S. G. 7.0

Samuel Carvajal Rangel

México

—Carlos, ¿has probado el pollo alguna vez? —preguntó Beto mientras viajaban en el vagón de transporte escolar.

Trasladarse del extremo de la ciudad al Centro, casi ochenta kilómetros, no les llevaba más de diez minutos.

—No —contestó Carlos preparándose, con un casi inaudible suspiro, para sostener esa plática tan recurrente.

—¿La carne de res? —insistió.

—No —contestaba el otro sin pena y sin enojo. Sabía de los deseos de su amigo por probar esas cosas de las que tanto hablaban y presumían los más adinerados de la escuela. Y sin embargo, Beto no se daba cuenta de que Carlos era mucho menos afortunado que él, ya que jamás había probado el tocino o la nieve de fresa, y su compañero lo hacía con bastante frecuencia.

—¿El pescado?

—Sólo en nuguets. Ya sabes, lo que nos dan de la escuela.

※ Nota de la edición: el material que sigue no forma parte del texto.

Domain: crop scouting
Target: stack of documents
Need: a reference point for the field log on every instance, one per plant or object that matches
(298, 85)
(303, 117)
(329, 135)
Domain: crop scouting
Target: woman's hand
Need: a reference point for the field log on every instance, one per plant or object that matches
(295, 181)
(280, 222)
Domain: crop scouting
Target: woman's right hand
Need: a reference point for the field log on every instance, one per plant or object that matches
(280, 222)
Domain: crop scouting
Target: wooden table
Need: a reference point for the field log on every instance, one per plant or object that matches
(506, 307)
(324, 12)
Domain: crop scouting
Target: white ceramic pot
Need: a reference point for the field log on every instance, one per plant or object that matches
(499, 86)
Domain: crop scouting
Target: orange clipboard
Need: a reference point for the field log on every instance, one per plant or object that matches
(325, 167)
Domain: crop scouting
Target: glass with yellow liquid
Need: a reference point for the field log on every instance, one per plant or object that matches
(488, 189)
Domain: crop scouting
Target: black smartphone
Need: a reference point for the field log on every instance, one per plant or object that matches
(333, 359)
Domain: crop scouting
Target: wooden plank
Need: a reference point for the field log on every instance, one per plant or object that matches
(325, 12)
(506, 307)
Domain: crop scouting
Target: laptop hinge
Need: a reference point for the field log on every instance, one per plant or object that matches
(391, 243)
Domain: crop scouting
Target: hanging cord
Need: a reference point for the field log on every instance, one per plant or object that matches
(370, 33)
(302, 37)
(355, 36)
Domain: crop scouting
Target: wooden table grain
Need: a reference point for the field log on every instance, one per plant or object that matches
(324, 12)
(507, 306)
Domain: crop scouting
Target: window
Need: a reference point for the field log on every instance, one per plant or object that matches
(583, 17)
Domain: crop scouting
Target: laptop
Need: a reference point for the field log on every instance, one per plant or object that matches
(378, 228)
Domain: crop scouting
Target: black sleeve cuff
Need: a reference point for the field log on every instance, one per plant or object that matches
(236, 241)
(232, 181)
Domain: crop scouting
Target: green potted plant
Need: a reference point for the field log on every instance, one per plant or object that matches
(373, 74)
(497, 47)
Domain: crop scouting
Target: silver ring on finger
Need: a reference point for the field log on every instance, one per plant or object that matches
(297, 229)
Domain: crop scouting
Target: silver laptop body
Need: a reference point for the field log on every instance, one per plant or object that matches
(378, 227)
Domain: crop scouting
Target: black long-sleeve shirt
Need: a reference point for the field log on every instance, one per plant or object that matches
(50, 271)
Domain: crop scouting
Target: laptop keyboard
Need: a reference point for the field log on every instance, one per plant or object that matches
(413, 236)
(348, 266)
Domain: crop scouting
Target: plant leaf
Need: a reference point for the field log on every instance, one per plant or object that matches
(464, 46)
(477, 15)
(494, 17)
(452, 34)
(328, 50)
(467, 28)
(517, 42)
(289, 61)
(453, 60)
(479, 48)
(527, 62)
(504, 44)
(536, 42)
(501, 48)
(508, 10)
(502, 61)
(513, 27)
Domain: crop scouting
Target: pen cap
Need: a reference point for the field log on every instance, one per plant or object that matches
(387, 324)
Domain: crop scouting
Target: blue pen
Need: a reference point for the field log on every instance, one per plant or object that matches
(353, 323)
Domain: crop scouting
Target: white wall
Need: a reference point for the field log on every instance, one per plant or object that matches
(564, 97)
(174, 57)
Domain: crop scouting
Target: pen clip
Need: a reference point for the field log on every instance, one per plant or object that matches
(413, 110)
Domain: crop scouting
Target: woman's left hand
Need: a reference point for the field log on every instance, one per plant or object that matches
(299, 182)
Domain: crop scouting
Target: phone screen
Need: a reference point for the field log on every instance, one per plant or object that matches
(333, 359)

—Pero frito, o a la parrilla, o al mojo de ajo, ¿tienes idea de a qué saben los ajos? ¿O cómo son? Dice Ana que son amarillos, no muy grandes y con un sabor delicioso. Más o menos como los mangos.

—Par de jodidos —les espetó Roberto, quien venía escuchando la conversación desde un asiento más atrás—. Ustedes nunca probarán nada de eso porque son pobres. Jodidos.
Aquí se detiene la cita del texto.